Sikh Temple in Glen Cove, New York

Glen Cove's Gurdwara Mata Sahib Kaur is a Sikh Gurdwara or temple in Glen Cove on Long Island, New York. It has an area of 15 acres near Long Island Sound. Gurdwara Sahib attracts an average weekly congregation of 200 families from the surrounding area. As of 2017, the head granthi was Paramjit Singh.

==Buildings==

Gurdwara Mata Sahib Kaur

The main building is 30000 sqft built-up area, 20 rooms and three halls. There is a secondary building with a five-bedroom house as the residence of the sewadars. The property was purchased for $1.2 million to make a gurdwara. Previously, it was a gilded age mansion known as "Glenlo". The mansion itself dated back to 1850 but was renovated significantly in 1920 by Edward Irving Eldridge to a Greek revival style.

==History==
It was founded by the Sikhs of Long Island, New York when they felt that they needed a larger facility. It separated from Gurdwara Guru Gobind Singh Sikh Center Plainview. The first head priest was Singh Sahib Gyani Jagtar Singh Jachak. Bhai Sahib left to serve again as an international Kathakaar.

==Gurdwara events==
Gurdwara Sahib have Ragi Jathas by each month and Gurbani Vichar is done by Sikh preachers.
It has weekly services and celebrates Gurpurabs:

- Informal Diwan on Fridays from 7 to 8:30pm
- Formal weekly services on Sundays from
  - 10 am with Sukhmani Sahib
  - 11-12:15 Asa Di Var
  - 12:15-12:45 Gurbani Katha
  - 12:45-1 Kids Program
  - 1-1:30 Shabad Kirtan
- Finished with Guru Ka Langar

==People and associations==
Presently the granthi is Bhai Paramjit Singh. Sewadars of Gurdwara Sahib are Bhai Swinder Singh and Bhai Navdeep Singh. The president of Gurdwara Sahib is Sardar Harbinder Singh Sachdev and secretary is Sardar Mohan Singh Kabuli.

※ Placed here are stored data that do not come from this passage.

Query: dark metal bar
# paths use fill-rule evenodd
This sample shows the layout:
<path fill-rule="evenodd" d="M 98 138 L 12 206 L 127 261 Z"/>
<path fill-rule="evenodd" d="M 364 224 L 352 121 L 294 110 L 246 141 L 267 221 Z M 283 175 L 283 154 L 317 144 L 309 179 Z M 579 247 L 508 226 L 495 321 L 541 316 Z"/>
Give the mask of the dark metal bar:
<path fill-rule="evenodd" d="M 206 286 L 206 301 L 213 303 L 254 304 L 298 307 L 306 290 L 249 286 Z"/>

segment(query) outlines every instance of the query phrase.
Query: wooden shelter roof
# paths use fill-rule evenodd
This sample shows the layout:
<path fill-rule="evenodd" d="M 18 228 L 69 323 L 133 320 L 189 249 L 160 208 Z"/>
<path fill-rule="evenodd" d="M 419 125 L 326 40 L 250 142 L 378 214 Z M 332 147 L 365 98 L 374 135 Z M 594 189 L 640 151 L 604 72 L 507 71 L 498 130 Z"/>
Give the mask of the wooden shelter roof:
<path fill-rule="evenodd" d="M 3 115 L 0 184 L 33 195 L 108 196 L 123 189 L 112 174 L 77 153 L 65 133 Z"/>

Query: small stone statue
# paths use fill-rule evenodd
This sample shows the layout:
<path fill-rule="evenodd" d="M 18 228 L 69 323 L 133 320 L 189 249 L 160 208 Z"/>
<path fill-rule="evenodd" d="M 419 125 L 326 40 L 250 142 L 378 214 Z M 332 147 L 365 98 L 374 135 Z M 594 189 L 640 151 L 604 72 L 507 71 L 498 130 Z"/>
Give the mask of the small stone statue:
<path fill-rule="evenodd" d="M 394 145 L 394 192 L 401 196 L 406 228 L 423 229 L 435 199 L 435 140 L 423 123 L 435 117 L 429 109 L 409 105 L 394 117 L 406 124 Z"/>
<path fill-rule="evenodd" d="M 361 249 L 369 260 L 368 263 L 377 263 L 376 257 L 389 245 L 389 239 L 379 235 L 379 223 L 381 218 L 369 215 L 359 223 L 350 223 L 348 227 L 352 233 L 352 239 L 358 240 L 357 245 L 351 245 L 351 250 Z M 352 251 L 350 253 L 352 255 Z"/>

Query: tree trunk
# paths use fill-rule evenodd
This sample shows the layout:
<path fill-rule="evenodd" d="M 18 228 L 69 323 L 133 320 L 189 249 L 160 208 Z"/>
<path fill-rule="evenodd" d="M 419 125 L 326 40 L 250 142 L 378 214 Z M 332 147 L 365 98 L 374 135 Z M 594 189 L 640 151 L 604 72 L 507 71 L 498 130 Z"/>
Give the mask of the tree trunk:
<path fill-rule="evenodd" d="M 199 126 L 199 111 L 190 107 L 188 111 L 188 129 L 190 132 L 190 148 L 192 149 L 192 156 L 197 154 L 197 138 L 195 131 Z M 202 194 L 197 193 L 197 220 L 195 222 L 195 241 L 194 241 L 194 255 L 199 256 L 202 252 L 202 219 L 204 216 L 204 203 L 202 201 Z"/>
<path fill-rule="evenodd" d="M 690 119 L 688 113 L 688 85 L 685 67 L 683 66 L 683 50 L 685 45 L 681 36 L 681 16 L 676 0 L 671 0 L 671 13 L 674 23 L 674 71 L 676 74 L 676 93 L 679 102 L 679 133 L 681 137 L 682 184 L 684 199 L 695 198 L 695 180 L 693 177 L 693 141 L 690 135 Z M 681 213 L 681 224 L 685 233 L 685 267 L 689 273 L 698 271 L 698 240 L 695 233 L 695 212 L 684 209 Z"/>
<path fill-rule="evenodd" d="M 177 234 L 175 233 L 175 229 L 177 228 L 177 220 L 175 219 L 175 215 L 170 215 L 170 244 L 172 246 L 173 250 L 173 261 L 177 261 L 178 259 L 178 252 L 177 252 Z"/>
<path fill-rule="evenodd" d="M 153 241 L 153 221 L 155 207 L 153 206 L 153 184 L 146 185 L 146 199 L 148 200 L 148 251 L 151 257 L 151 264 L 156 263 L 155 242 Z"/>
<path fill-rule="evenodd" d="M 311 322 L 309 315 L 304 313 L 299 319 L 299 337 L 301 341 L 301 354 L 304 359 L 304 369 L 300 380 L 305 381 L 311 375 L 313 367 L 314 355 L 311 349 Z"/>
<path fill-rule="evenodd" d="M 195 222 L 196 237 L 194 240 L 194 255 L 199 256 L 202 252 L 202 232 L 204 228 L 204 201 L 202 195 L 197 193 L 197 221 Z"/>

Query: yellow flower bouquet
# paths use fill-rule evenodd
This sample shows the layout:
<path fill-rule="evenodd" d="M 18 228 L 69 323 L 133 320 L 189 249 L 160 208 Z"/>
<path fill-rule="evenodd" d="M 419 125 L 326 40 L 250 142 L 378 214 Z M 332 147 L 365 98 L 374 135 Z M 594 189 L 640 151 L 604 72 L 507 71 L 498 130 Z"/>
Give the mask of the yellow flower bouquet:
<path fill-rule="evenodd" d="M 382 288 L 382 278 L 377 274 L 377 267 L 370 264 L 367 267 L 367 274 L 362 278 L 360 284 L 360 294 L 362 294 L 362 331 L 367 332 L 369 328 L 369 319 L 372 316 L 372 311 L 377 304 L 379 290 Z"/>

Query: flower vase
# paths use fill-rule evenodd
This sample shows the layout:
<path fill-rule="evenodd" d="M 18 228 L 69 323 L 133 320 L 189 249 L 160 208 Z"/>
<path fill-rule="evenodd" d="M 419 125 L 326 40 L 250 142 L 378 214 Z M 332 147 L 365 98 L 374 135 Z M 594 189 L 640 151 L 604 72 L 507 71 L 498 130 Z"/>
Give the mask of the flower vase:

Associations and organizations associated with Gurdwara Sahib are East Punjab Sikh Society, Itshi Ladies Satsang, Sikh Missionary College, International Sikh Women's Council, American Sikh Prabhandak Committee, World Sikh Council, Akhand Keertani Jatha, The Sikh Coalition, and the Long Island Keertan Project.